アダムの母
「母さん、行ってきます」
「行ってらっしゃい、アダム」
少年が旅立つ。
母親は複雑な思いで息子を見送った。
何ヶ月もの間眠り、意識が戻らなかったアダムが目覚めたのは、いつもの様に息子の世話をしに病院へ行った時だった。

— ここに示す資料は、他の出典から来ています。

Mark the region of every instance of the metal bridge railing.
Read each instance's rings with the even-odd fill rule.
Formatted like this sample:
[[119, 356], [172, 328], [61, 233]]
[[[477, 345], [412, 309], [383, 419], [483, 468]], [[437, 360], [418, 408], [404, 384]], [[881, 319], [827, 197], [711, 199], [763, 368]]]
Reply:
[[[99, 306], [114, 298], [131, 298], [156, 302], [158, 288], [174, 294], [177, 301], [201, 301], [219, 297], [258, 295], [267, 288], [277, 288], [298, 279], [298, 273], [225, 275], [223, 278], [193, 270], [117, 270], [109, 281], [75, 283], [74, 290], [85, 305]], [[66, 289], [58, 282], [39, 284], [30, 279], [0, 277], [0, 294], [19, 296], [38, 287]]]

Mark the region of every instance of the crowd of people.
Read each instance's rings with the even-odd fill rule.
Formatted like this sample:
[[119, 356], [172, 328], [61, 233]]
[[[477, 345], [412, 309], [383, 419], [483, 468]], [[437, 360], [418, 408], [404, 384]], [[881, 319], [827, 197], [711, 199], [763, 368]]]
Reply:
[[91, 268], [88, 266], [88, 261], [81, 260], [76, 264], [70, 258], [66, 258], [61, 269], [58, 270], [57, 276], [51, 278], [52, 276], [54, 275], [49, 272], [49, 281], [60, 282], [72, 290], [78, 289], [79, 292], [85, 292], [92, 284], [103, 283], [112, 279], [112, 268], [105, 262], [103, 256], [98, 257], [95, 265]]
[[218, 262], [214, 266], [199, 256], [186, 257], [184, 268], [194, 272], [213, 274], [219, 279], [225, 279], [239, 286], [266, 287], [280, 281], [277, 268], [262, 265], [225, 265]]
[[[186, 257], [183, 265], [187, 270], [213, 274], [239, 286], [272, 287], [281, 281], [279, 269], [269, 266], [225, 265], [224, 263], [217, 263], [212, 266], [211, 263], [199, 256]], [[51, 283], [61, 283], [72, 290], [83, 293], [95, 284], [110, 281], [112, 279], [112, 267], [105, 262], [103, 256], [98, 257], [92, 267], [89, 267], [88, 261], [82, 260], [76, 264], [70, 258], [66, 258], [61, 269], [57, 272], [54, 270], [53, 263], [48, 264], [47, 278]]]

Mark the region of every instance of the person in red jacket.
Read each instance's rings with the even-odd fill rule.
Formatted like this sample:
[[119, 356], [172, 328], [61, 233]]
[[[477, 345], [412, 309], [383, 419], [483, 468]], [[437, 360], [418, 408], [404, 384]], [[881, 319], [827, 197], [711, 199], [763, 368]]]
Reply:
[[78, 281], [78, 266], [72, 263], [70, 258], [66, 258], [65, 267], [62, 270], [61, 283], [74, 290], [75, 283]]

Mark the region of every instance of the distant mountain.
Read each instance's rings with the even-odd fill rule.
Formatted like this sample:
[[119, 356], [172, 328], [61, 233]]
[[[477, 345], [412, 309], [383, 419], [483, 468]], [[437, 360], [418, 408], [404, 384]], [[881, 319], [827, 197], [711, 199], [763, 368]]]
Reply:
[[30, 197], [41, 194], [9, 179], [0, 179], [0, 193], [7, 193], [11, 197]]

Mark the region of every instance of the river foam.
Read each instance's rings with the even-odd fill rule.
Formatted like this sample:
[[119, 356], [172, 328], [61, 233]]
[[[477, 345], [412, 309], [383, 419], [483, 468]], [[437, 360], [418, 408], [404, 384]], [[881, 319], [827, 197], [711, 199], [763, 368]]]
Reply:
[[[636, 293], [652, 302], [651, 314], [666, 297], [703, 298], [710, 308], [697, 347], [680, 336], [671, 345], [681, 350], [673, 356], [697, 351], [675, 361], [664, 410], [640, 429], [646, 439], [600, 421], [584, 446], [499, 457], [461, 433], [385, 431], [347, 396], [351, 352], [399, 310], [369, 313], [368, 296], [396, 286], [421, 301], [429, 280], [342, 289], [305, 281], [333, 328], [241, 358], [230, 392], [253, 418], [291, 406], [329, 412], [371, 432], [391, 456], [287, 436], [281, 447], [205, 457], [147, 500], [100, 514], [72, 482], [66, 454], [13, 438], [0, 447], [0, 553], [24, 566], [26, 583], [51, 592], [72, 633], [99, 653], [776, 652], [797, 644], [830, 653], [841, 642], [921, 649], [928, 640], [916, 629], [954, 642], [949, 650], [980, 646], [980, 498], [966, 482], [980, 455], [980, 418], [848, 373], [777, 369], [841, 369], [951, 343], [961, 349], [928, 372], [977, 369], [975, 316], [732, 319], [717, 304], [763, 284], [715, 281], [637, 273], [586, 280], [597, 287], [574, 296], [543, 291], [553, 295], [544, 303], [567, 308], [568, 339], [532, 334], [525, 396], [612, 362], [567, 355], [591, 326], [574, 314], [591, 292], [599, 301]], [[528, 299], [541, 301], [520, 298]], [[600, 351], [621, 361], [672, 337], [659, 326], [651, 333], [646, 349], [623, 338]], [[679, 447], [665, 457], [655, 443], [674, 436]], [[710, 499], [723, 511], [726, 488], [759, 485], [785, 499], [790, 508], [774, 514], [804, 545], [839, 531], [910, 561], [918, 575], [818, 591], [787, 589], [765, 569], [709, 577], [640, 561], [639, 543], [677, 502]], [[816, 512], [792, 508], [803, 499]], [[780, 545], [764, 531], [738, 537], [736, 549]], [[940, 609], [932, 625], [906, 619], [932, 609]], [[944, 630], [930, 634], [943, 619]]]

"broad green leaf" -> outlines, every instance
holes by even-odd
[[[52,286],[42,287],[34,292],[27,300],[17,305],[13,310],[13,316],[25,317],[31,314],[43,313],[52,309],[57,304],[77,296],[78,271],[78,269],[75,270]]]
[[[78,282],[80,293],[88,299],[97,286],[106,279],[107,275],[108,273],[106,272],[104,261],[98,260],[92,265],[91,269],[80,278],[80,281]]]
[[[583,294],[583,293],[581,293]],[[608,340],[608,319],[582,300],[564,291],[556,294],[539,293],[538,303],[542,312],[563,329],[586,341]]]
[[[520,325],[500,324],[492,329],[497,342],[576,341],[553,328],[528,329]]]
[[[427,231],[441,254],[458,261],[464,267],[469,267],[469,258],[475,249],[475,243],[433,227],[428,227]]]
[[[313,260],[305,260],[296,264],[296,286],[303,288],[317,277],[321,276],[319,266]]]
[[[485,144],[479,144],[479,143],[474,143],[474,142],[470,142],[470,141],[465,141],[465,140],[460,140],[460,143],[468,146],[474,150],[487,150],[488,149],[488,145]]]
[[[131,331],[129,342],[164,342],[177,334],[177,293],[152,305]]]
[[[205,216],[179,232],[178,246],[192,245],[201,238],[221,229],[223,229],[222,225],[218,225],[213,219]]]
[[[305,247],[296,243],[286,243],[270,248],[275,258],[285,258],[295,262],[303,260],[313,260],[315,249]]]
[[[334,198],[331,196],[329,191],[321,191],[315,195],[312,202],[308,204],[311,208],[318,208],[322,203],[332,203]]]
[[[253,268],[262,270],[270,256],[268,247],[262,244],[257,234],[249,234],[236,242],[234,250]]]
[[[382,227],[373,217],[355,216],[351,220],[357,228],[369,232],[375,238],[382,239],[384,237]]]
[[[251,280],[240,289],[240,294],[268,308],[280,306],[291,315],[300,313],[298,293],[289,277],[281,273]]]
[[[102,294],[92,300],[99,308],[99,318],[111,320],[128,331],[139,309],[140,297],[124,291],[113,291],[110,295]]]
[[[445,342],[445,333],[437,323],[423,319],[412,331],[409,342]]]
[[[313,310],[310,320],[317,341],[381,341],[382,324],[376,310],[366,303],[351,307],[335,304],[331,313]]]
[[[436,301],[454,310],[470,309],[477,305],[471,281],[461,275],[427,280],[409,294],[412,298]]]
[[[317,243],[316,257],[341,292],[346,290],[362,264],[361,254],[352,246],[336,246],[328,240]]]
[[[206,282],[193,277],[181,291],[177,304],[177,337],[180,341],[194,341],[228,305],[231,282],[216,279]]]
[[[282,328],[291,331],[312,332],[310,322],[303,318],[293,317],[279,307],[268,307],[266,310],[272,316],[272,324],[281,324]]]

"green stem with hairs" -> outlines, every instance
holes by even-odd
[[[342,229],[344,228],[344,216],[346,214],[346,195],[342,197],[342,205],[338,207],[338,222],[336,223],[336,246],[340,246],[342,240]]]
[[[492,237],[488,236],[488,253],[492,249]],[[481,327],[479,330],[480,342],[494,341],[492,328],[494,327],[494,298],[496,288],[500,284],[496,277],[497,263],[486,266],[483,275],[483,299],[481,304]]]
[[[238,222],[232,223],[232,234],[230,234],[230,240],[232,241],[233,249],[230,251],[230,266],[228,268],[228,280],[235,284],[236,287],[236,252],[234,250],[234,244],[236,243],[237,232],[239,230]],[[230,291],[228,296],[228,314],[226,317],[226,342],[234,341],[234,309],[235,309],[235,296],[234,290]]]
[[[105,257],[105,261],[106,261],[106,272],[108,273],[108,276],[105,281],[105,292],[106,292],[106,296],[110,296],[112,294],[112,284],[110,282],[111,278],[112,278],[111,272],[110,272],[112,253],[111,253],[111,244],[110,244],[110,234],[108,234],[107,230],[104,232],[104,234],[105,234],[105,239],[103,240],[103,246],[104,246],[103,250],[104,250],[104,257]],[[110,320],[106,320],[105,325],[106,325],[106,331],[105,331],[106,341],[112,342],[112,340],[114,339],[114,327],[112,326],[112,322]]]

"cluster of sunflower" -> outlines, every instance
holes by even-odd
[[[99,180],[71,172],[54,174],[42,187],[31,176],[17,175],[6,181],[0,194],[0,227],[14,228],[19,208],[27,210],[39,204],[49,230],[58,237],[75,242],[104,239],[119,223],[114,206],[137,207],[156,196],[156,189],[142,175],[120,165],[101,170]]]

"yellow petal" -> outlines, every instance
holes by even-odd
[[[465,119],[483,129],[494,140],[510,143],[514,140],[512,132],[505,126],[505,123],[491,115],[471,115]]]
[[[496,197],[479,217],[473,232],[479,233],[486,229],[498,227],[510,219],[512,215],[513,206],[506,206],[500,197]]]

不意にアダムが目覚め、母さん、と言葉を発した時には泣き崩れた。
家に帰る道すがら、母親は不安にかられた。
息子が眠ったら、また目覚めなくなるのではないか。
そう思った。
だから息子に言ってしまった。
「もう寝ないで」
と。
息子は言った。
「もう寝ない」
と。
しかし息子は寝てしまい、無垢な寝顔を見せて、そして朝には問題なく起きた。
これを毎日繰り返した。
病状は快復したと言えた。
息子は毎朝狩りに出掛けては、必ず獲物を仕止めて昼前には帰って来た。
それからは、母と子の穏やかな時間。
夜になるまで、色んなことを話した。
毎日の生活の中で、息子が眠りにつくことに不安がなくなった頃、どこで稼いだのか、息子は大金を持って来て、それを当面の生活費にと言ってきた。
息子は、旅に出ると言った。
その時、母は、何故今まで気付かなかったのだろう、と思った。
息子の姿をしてはいるが、中身がまるで別人ではないか、と思った。